Your claim that “Russian science is recovering” is not strictly true (Nature 477, 5; 2011). Although there has been a large influx of money into research recently, its distribution seems in many cases to have been overshadowed by allegations of corruption and power play.

Six mega-grant projects in high-energy physics, announced this summer by Prime Minister Vladimir Putin, were never subject to open scientific debate. Most of them will be managed by the Kurchatov Institute in Moscow, whose director, Mikhail Kovalchuk, belongs to Putin's 'inner circle' (Nature 453, 702–703; 2008). The Scientific Cadres federal programme, which is managed by the Ministry of Science and Education and is formally a competition, has deteriorated into a distribution of contracts in narrowly defined areas, with some winners apparently being pre-selected.

All of this eats into the core funding for basic science. The budget of the Russian Foundation for Basic Research (RFBR), the only funding body with a grant system similar to the Western model, was cut sharply last year and will not increase until at least 2014. The average RFBR grant is about US$12,000 a year, and even that is in danger — the foundation's council is aiming to increase the number and size of 'innovative' technological projects in only a few areas.

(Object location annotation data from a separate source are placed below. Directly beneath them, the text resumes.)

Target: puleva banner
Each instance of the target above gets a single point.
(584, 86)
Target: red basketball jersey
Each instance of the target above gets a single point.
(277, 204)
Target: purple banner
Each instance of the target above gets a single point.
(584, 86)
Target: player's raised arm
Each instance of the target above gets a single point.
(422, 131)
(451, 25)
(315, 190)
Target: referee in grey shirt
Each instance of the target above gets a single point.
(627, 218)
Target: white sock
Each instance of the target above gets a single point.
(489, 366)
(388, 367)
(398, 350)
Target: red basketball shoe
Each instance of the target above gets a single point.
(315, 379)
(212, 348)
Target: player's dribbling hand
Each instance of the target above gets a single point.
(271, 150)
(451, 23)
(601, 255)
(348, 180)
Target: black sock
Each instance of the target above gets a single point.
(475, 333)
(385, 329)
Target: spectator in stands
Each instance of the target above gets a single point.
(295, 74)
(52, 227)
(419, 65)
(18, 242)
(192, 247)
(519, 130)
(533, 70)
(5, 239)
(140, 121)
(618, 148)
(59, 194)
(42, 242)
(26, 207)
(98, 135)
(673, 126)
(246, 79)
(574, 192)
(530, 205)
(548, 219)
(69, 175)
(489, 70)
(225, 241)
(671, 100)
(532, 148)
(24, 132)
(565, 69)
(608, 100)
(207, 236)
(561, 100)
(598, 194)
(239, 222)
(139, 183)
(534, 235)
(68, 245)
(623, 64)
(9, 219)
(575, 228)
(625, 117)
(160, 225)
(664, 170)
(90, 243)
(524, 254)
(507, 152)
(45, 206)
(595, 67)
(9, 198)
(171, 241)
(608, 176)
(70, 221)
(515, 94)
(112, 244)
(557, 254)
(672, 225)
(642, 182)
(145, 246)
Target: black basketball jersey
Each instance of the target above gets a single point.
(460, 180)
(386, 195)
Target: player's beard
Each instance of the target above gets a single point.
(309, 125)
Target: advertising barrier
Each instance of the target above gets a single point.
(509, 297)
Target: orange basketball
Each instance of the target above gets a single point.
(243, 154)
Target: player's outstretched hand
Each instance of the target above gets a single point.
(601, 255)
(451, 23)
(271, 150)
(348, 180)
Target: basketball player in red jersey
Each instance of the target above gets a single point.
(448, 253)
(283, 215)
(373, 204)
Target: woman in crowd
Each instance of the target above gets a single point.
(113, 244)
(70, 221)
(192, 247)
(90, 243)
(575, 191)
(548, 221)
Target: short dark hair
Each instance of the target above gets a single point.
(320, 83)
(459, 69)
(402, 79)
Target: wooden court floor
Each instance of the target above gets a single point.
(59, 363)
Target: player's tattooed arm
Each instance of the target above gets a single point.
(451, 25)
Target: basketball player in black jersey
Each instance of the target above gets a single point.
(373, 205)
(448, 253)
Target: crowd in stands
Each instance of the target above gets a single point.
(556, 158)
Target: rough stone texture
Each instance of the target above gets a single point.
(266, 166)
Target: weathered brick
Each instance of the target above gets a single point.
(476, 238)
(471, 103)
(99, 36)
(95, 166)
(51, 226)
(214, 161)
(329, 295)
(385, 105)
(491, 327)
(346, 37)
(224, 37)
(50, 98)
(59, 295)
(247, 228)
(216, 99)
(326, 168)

The bureaucratic problems you mention make life difficult for mega-grant holders, but at least they can communicate directly with science minister Andrei Fursenko and even President Dmitry Medvedev. For the less fortunate majority of Russian scientists, these problems make doing science, especially experimental science, almost impossible.

The international community helped Russian science in the 1990s, when collaboration and international grants offered a lifeline for many Russian groups. Now we need the voices of our colleagues around the world to press Russia's scientific leadership into accepting international norms in funding and decision-making, and to clear Russian science of any cronyism and corruption.